A Camille le costó trabajo bajar las escaleras. Las agujetas la tenían medio tullida, y sufría una migraña espantosa. Como si alguien le hubiera clavado un cuchillo en el ojo derecho y se divirtiera girando delicadamente la hoja en cuanto hacía el más mínimo movimiento, Al llegar al portal se agarró a la pared para recuperar el equilibrio, tiritaba, se ahogaba. Durante un segundo pensó en regresar a la cama, pero la idea de volver a subir esos siete pisos le pareció más insoportable que ir a trabajar. Al menos en el metro podría sentarse un rato…
Justo cuando franqueaba la puerta, se tropezó con un oso. Era su vecino, vestido con una larga pelliza.

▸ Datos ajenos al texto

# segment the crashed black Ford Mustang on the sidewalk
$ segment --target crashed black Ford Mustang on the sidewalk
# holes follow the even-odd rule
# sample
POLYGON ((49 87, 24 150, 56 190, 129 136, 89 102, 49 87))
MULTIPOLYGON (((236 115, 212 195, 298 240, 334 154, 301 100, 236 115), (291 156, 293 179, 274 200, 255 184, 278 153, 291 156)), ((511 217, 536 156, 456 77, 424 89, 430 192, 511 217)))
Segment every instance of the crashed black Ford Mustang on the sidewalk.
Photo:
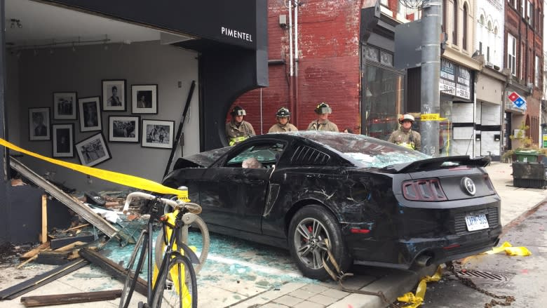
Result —
POLYGON ((500 199, 486 163, 301 131, 178 159, 163 184, 187 186, 213 232, 288 248, 305 276, 325 279, 327 247, 345 270, 440 264, 495 246, 500 199), (262 166, 243 168, 251 157, 262 166))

—Oh, perdone, caballero —se disculpó éste—, no…
Levantó los ojos.
—Camille, ¿es usted?
No tenía el valor de darle ni la más mínima conversación, de modo que se escabulló por debajo de su brazo.
—¡Camille! ¡Camille!
Ésta escondió el rostro en su bufanda y apretó el paso. Ese esfuerzo pronto la obligó a apoyarse en una boca de incendios para no caerse redonda.
—Camille ¿se encuentra bien? Dios mío, pero… ¿qué se ha hecho en el pelo? Oh, pero qué mala cara tiene… ¡Una cara malísima! ¿Y su pelo? Un pelo tan bonito…
—Tengo que irme, ya llego tarde…
—¡Pero hace un frío de perros, amiga mía! No vaya por ahí sin cubrirse la cabeza, se podría usted morir de frío… Tenga, póngase al menos mi gorro ruso…
Camille hizo un esfuerzo por sonreír.
—¿Éste también era de su tío?
—¡Diantre, no! Más bien de mi bisabuelo, el que acompañó a ese bajito general en sus campañas en Rusia…
Le encasquetó el gorro hasta las cejas.
—¿Quiere decir que este chisme estuvo en la batalla de Austerlitz? —se esforzó por bromear Camille.
—¡Y tanto que sí! Y en el Beresina también, desgraciadamente… Pero está usted muy pálida… ¿Seguro que se encuentra bien?
—Un poco cansada…
—Dígame, Camille, ¿siente usted mucho frío ahí arriba?
—No lo sé… Bueno, tengo… tengo que irme… Gracias por el gorro.
Aletargada por el calor del vagón, Camille se quedó dormida y no se despertó hasta el final de la línea. Se sentó en el otro sentido y se caló el gorro de oso hasta los ojos para llorar de agotamiento. Buf, esa antigualla olía a rayos…
Cuando, por fin, salió en la estación adecuada, el frío que sintió fue tan cortante que tuvo que sentarse bajo la marquesina de una parada de autobús. Se tumbó sobre los asientos y le pidió a un chico que había ahí que le parara un taxi.
Subió hasta su buhardilla de rodillas y se desplomó sobre el colchón. No tuvo fuerzas para desnudarse y, durante un segundo, pensó en morirse ahí mismo. ¿Quién se enteraría? ¿A quién le importaría? ¿Quién la lloraría? Tiritaba de calor y el sudor la envolvió, como un sudario helado.